L'enquête de l'association de consommateurs UFC-Que Choisir sur le prix de l'eau, rendue publique le 29 octobre 2007 et qui a eu un considérable retentissement médiatique, comporte de graves erreurs de calcul et ses résultats ne sont pas crédibles", a dénoncé, lundi 19 novembre, lors d'une conférence de presse, Bernard Guirkinger, président de la Fédération professionnelle des entreprises de l'eau (FP2E) et PDG de la Lyonnaise des eaux (groupe Suez), qui estime que "l'UFC a voulu jeter l'opprobre sur toute la profession".
La FP2E conteste la méthode consistant à calculer un prix de revient théorique du mètre cube (m3) d'eau, à partir de données issues de rapports publics divers, et à le comparer au prix facturé aux usagers, pour conclure que les écarts constatés aboutissent à des "bénéfices faramineux" de 43 % à Nancy, 56 % à Lyon, 61 % en Ile-de-France, 67 % à Marseille.
"Il est faux de prétendre qu'il s'agit de bénéfices. Notre marge se situe plutôt autour de 7 %", argumente M. Guirkinger : "L'UFC a sous-estimé nombre de dépenses, notamment d'analyses de la qualité de l'eau, d'assurances, d'impôts et surtout de frais de personnels, qu'elle a carrément divisés par deux. Depuis la loi Mazeaud du 8 février 1995, les comptes des 9 000 collectivités locales qui font appel à nos entreprises sont publics et la plupart d'entre elles font réaliser des audits de nos prestations par des experts indépendants, au moins tous les cinq ans, dans le cadre de la clause de renégociation des contrats."
"Tous les calculs sont consultables sur notre site Internet et s'appuient sur des rapports publics", rétorque François Carlier, directeur adjoint de l'UFC-Que Choisir, chargé des études : "Ce sont effectivement des prix que nous avons reconstitués, sans nous fier à ces fameux "comptes annuels", documents peu détaillés et qui reprennent les sommes facturées par les distributeurs aux communes, celles-là mêmes que nous contestons."
Dans son enquête, l'UFC avait décerné un satisfecit à quatre villes, Clermont-Ferrand, Annecy, Chambéry et Grenoble, dont le taux de marge, selon ses calculs, va de 10 % à 20 %, avec un prix de revient théorique de 0,76 euro le m3. "Il est logique que l'eau soit moins chère dans ces villes de montagne, où elle est abondante et n'a pas besoin d'être traitée", fait remarquer Antoine Frerot, vice-président de la FP2E, "tandis que les villes mal classées, comme Lyon, Gennevilliers, Marseille et les communes d'Ile-de-France, avec de prétendues marges supérieures à 50 %, arriveraient à un coût théorique de 0,57 euro le m3, bien inférieur, alors qu'elles puisent, elles, dans des rivières polluées, ce qui nécessite de coûteux traitements. Cela montre, à notre avis, l'incohérence de cette étude."

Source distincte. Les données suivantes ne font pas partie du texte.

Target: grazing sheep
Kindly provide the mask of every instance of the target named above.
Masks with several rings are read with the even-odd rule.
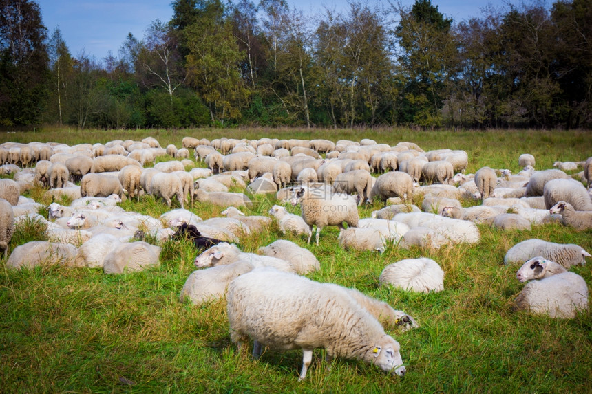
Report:
[[[350,227],[357,227],[359,216],[356,201],[349,195],[330,193],[319,196],[314,190],[300,188],[292,199],[292,205],[300,204],[302,219],[310,228],[308,243],[310,243],[313,226],[317,226],[316,241],[319,245],[321,230],[326,226],[343,228],[346,222]]]
[[[35,182],[41,183],[44,188],[50,187],[49,169],[52,162],[49,160],[39,160],[35,165]]]
[[[21,188],[19,184],[12,179],[0,179],[0,198],[10,203],[10,205],[19,204],[19,197],[21,195]]]
[[[592,210],[592,199],[588,190],[575,179],[551,179],[545,184],[542,197],[545,207],[551,207],[560,201],[571,204],[575,210]]]
[[[572,265],[584,265],[586,257],[592,257],[578,245],[555,243],[535,238],[512,246],[504,256],[504,264],[522,263],[537,256],[558,263],[566,268]]]
[[[82,177],[80,194],[82,197],[109,197],[116,194],[123,199],[123,188],[116,177],[91,173]]]
[[[410,199],[413,195],[413,179],[407,173],[391,171],[380,175],[370,190],[368,201],[375,197],[386,201],[390,197],[399,197]]]
[[[219,206],[241,207],[251,205],[251,199],[244,193],[211,192],[195,189],[195,199],[200,202],[209,202]]]
[[[431,259],[405,259],[385,267],[379,281],[405,290],[438,292],[444,289],[444,271]]]
[[[534,156],[531,155],[530,153],[522,153],[518,157],[518,166],[523,168],[527,166],[531,166],[534,168],[536,165],[536,162],[534,160]]]
[[[496,171],[490,167],[483,167],[475,173],[475,184],[480,195],[480,199],[494,197],[497,182]]]
[[[532,228],[530,221],[516,213],[500,213],[494,217],[491,226],[502,230],[527,230]]]
[[[520,282],[531,281],[516,299],[514,310],[551,318],[572,318],[588,310],[588,285],[582,276],[541,256],[524,263],[516,272]]]
[[[261,345],[302,349],[300,380],[306,377],[317,347],[324,348],[330,358],[361,359],[388,373],[405,375],[399,343],[339,286],[255,269],[231,282],[226,299],[232,342],[240,346],[251,337],[255,357],[260,355]]]
[[[80,155],[68,159],[64,164],[68,168],[72,182],[77,182],[90,172],[94,162],[91,157]]]
[[[551,207],[550,213],[563,217],[563,224],[583,230],[592,228],[592,210],[575,210],[569,202],[560,201]]]
[[[119,179],[121,186],[127,192],[127,195],[130,198],[134,198],[138,196],[139,201],[140,192],[142,190],[142,186],[140,179],[142,177],[142,168],[138,166],[125,166],[119,171],[118,179]]]
[[[47,168],[50,188],[63,188],[68,182],[70,172],[65,164],[54,163]]]
[[[6,261],[7,268],[33,268],[38,265],[60,264],[71,266],[76,248],[67,243],[34,241],[16,247]]]
[[[105,274],[123,274],[142,271],[160,265],[160,247],[143,241],[117,245],[105,256],[103,270]]]
[[[321,263],[310,250],[286,239],[278,239],[267,246],[262,246],[259,253],[290,262],[301,275],[321,269]]]
[[[525,197],[542,196],[545,192],[545,184],[551,179],[569,179],[569,175],[561,170],[543,170],[535,171],[526,185]]]
[[[193,185],[193,182],[191,182]],[[150,193],[156,197],[163,199],[171,206],[171,199],[176,195],[179,204],[184,208],[183,184],[179,177],[167,173],[156,173],[150,182]]]
[[[452,182],[454,176],[452,163],[448,160],[428,162],[421,167],[421,177],[428,184],[447,185]]]
[[[343,173],[333,181],[333,193],[357,193],[358,205],[368,201],[374,186],[374,178],[366,170]]]
[[[289,213],[286,207],[274,205],[269,210],[268,213],[277,220],[279,230],[282,234],[293,232],[297,235],[308,235],[309,239],[312,236],[312,229],[306,224],[302,217],[294,215],[293,213]]]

L'UFC assure avoir tenu compte des coûts de traitement de la ressource, mais "plus que le coût du traitement des eaux, ce qui est déterminant dans le prix du m3, c'est la densité de l'habitat et l'entretien des 830 000 kilomètres de canalisations. Dans les zones rurales, comme l'Allier ou la Manche, il faut entretenir et réparer 25 à 30 mètres de canalisation par habitant, contre seulement 2 à 3 mètres, en ville", détaille M. Carlier : "C'est la raison pour laquelle notre coût théorique est moins élevé dans les zones urbaines", conclut-il.

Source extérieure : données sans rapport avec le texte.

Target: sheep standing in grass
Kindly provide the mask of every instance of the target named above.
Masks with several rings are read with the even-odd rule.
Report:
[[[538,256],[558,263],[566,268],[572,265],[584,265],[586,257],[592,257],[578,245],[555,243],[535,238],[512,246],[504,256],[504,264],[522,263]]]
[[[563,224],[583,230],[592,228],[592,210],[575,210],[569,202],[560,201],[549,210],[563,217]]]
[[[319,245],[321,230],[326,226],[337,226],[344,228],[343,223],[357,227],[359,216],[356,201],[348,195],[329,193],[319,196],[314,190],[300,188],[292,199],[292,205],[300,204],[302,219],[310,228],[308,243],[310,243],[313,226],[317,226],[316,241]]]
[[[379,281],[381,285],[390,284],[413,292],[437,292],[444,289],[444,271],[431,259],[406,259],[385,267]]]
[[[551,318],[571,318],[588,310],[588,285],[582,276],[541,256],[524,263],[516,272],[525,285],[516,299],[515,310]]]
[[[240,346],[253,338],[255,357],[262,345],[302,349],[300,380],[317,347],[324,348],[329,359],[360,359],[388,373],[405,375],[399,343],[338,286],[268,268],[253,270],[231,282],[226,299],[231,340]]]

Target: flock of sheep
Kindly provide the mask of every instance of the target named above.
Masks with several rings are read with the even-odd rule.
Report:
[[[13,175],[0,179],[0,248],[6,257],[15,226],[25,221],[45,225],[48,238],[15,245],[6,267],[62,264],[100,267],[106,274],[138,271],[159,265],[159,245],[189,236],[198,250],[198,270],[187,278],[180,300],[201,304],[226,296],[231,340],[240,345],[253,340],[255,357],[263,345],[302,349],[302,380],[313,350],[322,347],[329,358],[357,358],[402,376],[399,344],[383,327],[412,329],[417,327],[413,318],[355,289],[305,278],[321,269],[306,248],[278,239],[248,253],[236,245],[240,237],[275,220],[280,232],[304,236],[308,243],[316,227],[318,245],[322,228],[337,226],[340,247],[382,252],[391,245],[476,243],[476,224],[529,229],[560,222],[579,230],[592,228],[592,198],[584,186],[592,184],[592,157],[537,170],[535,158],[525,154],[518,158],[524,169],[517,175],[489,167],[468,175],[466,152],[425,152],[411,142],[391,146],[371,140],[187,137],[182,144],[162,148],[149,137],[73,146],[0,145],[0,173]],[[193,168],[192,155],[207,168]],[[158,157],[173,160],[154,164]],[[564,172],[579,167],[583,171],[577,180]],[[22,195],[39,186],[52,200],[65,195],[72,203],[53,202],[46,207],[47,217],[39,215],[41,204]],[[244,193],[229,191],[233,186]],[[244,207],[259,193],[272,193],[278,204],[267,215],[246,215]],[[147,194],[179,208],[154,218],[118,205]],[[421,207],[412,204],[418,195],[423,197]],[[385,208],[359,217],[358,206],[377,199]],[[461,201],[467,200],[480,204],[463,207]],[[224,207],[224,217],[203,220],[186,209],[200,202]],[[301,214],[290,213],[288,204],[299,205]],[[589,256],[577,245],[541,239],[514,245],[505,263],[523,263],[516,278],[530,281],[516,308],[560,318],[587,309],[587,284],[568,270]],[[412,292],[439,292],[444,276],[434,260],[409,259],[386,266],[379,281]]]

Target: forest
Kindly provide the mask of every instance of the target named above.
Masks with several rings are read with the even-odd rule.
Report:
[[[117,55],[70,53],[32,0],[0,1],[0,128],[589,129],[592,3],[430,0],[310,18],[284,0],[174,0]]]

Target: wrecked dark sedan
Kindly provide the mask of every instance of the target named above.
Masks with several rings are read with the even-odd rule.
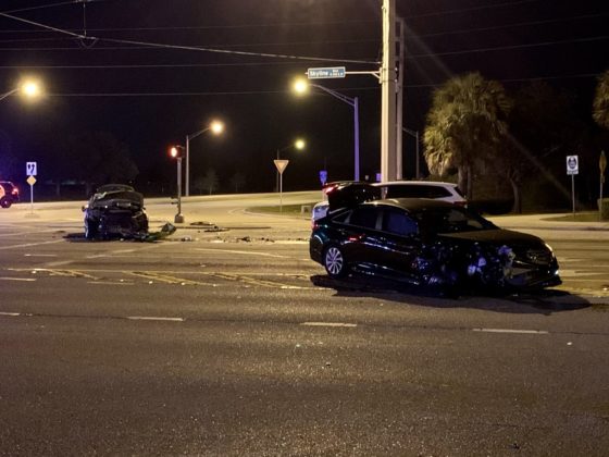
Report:
[[[132,186],[107,184],[99,187],[83,211],[87,239],[144,239],[148,235],[144,197]]]
[[[556,257],[540,238],[431,199],[375,200],[332,212],[315,221],[309,248],[332,277],[360,272],[451,293],[561,284]]]

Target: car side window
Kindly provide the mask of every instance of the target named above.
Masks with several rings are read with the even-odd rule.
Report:
[[[353,209],[347,223],[358,227],[376,228],[378,210],[376,207],[365,206]]]
[[[422,189],[422,197],[424,198],[443,198],[448,197],[450,193],[446,190],[444,187],[438,186],[421,186]]]
[[[417,222],[408,214],[401,211],[386,210],[383,215],[383,231],[400,236],[411,236],[419,232],[419,227]]]

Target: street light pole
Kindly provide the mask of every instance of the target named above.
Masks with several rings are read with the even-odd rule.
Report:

L'UFC fait valoir qu'à la suite de l'enquête 2006, trois villes, Paris, Angers et Annecy, ont ouvert leurs livres de comptes à ses enquêteurs et invite d'ailleurs toutes les collectivités locales et leurs partenaires à faire part, sur le site de l'association, de leurs remarques. Les distributeurs en appellent, eux, au ministre de l'écologie et du développement durable pour organiser un débat sur le coût de ce service public : "D'accord ! Confrontons nos chiffres", réplique l'UFC-Que Choisir.